In coordination with City Year, Stanford University’s PERTS Lab and the Raikes Foundation, the Mentoring Mindsets Initiative will help expand the field’s collective knowledge about effective mentoring practices, and build on over $100 million invested in social and behavioral applied research by the U.S. Department of Education’s Institute of Education Sciences.
As part of this initiative, MENTOR and its partner organizations will work to create a Growth Mindset Toolkit for Mentors.
Scheduled for release in January 2016 as part of the Mentoring Mindsets Initiative, the toolkit will allow mentors to help their mentees build and expand upon learning mindsets and skills necessary to succeed in school or at work.
Following pilot implementation at several City Year sites throughout the country, MENTOR and its partner organizations will conduct research to help expand what is known about academic motivation as it relates to the role of mentors in the lives of young people.
Broader implementation of the Growth Mindset Toolkit for Mentors may follow, pending successful pilot implementation and continued support.
As trusted adults and peers in students’ lives, mentors can play a key role in helping young people become creative and resourceful learners.
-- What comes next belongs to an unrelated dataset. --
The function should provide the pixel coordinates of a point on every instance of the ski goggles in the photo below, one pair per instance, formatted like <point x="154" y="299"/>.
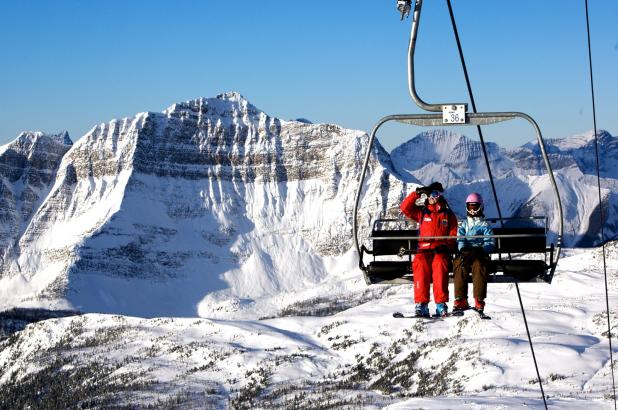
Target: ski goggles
<point x="473" y="206"/>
By supplying mentors with new tools to support their work, MENTOR aims to help committed adults become even more effective champions for young people.
Senior Advisor Delegated Duties of Deputy Secretary of Education Dr. John B. King, Jr., who also participated in the event, called the Mentoring Mindsets Initiative an exciting new step for the Department.
“In recent years, the field of mentoring has grown across the country, and we have also learned more about how to better integrate mentors’ efforts into schools’ efforts, King said.
“I’m thrilled to continue to work with our partners to do just that by empowering students with learning mindsets and skills,” he added.
The Mentoring Mindsets Initiative is in alignment with MENTOR’s work supporting President Obama’s My Brother’s Keeper initiative, a public, private and philanthropic effort to support boys and young men of color in reaching their full potential.